LONDON (Reuters) - The Church of England is to vote on November 20 on whether to allow the ordination of women bishops, the culmination of more than 10 years of debate on one of the most divisive issues within the Anglican community.
Women already serve as bishops in Australia, New Zealand, Canada and the United States, but the Church of England, the mother church for the world’s 80 million Anglicans, has struggled to reconcile the dispute between reformers and traditionalists on whether to allow them in England.
The vote in the Church’s General Synod is expected to be close, but there is reason to believe the proposed legislation will gain the two-thirds majority it needs to pass, said William Fittall, Secretary General to the Synod.

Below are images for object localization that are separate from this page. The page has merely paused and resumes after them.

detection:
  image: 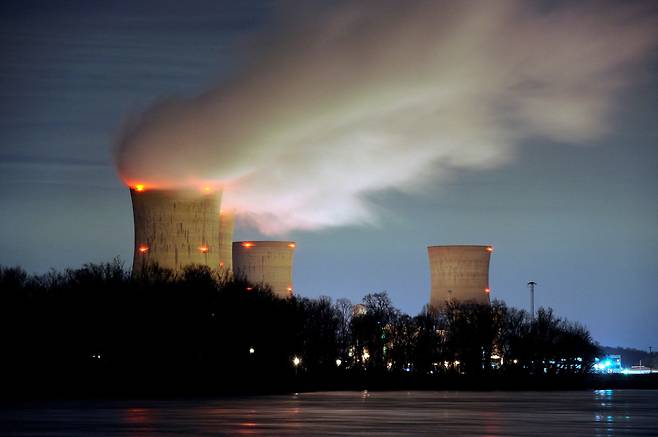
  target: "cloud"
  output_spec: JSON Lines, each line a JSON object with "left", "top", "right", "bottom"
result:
{"left": 114, "top": 0, "right": 657, "bottom": 234}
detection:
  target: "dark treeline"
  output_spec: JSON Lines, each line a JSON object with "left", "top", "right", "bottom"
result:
{"left": 1, "top": 260, "right": 602, "bottom": 396}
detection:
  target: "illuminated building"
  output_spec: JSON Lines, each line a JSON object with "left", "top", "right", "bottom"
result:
{"left": 130, "top": 187, "right": 222, "bottom": 274}
{"left": 232, "top": 241, "right": 296, "bottom": 298}
{"left": 427, "top": 245, "right": 492, "bottom": 308}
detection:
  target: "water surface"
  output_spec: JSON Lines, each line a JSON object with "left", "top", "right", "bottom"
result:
{"left": 2, "top": 390, "right": 657, "bottom": 436}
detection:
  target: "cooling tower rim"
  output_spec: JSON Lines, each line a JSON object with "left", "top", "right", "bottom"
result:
{"left": 233, "top": 240, "right": 296, "bottom": 246}
{"left": 427, "top": 244, "right": 492, "bottom": 250}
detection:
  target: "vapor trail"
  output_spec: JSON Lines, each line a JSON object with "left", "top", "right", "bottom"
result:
{"left": 115, "top": 0, "right": 657, "bottom": 234}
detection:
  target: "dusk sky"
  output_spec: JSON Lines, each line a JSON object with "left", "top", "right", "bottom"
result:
{"left": 1, "top": 0, "right": 656, "bottom": 349}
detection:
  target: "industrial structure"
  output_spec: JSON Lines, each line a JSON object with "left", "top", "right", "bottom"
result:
{"left": 130, "top": 187, "right": 222, "bottom": 274}
{"left": 427, "top": 245, "right": 492, "bottom": 308}
{"left": 232, "top": 241, "right": 296, "bottom": 298}
{"left": 218, "top": 210, "right": 235, "bottom": 273}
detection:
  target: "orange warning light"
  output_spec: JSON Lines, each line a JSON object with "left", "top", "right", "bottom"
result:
{"left": 242, "top": 242, "right": 254, "bottom": 248}
{"left": 134, "top": 184, "right": 145, "bottom": 192}
{"left": 288, "top": 243, "right": 296, "bottom": 248}
{"left": 486, "top": 246, "right": 494, "bottom": 252}
{"left": 199, "top": 246, "right": 209, "bottom": 253}
{"left": 138, "top": 245, "right": 149, "bottom": 254}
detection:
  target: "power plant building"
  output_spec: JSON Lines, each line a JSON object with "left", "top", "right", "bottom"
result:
{"left": 130, "top": 187, "right": 222, "bottom": 274}
{"left": 428, "top": 245, "right": 492, "bottom": 308}
{"left": 232, "top": 241, "right": 296, "bottom": 298}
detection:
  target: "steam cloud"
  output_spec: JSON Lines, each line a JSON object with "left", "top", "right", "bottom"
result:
{"left": 115, "top": 0, "right": 657, "bottom": 234}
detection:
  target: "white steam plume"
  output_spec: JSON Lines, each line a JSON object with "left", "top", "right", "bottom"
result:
{"left": 115, "top": 0, "right": 657, "bottom": 234}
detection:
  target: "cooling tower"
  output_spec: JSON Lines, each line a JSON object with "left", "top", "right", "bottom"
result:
{"left": 218, "top": 210, "right": 235, "bottom": 273}
{"left": 428, "top": 245, "right": 493, "bottom": 308}
{"left": 232, "top": 241, "right": 296, "bottom": 298}
{"left": 130, "top": 187, "right": 222, "bottom": 274}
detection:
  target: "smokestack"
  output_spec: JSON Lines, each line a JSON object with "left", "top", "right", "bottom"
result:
{"left": 130, "top": 187, "right": 222, "bottom": 274}
{"left": 232, "top": 241, "right": 296, "bottom": 298}
{"left": 218, "top": 210, "right": 235, "bottom": 273}
{"left": 428, "top": 245, "right": 492, "bottom": 308}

“The expectation in the Church of England and outside the Church is this is going to go through...(but) the arithmetic is tight,” Fittall said in a media briefing.
The Archbishop of Canterbury Rowan Williams has expressed his strong backing for allowing female bishops, but has underlined the need to respect more traditional views also.

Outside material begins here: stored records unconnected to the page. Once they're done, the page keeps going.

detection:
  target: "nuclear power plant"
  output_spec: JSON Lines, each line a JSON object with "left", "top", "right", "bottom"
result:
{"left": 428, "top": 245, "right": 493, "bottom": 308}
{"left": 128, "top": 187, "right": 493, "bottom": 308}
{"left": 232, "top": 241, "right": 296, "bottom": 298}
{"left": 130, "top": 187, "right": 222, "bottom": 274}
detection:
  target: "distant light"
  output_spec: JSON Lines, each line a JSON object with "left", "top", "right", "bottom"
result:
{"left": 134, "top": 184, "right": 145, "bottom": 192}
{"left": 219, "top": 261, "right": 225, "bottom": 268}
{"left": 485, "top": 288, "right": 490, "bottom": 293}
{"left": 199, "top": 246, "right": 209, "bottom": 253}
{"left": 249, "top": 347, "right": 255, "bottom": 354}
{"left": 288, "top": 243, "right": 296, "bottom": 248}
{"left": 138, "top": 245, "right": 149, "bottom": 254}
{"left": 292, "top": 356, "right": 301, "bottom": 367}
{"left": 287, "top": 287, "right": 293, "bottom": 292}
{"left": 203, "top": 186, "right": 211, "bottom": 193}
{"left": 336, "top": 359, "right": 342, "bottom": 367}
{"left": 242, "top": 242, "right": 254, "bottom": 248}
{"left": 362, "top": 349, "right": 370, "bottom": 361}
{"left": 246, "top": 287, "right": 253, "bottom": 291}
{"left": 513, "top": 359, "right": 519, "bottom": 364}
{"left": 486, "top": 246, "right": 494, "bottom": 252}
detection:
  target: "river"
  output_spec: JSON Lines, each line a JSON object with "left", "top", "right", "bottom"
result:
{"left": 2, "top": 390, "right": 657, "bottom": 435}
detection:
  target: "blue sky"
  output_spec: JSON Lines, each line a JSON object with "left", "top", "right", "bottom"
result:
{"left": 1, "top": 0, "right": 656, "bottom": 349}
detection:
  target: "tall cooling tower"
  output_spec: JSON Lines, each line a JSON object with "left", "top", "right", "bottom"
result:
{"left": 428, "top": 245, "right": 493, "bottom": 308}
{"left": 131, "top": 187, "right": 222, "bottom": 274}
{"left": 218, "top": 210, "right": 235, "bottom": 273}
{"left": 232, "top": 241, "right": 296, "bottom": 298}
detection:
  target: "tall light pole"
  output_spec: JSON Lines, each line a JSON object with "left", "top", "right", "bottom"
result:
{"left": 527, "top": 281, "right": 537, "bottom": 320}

The proposed legislation makes provision for parishes which for theological reasons object to senior women clergy.
“Our challenge has been and still is to try and make it good news even for those within our fellowship who have conscientious doubts,” Williams said in an essay this month.
About 50 traditionalist priests have left the Church of England, taking up an offer from Pope Benedict to switch to Rome after they became alienated by the prospect of the changes.
Each of the 44 member churches in the Anglican Communion can decide for itself whether to allow women bishops. Many Anglicans in developing countries are strongly opposed to women clergy.
The vote comes at a time when the Anglican Church is facing division over the ordination of gay bishops which has pitted liberal church leaders in the United States and Britain against more conservative figures in places such as Africa.
If the law on women bishops is passed in November it will be a triumph for supporters who have battled to see women don the mitre, the bishop’s hat that signifies the authority to ordain priests, head dioceses and claim a link back to the original Twelve Apostles.
But if a two-thirds majority of the assembly does not approve the draft legislation, it will take at least another five years for a new motion on women bishops to come about, Fittall said.
Williams is stepping down as archbishop of Canterbury at the end of the year and the panel choosing his successor is under pressure to name one soon. Commentators speculate the secretive panel is split over choosing a reformer or a safe pair of hands to maintain the status quo in a post that dates back 1,400 years.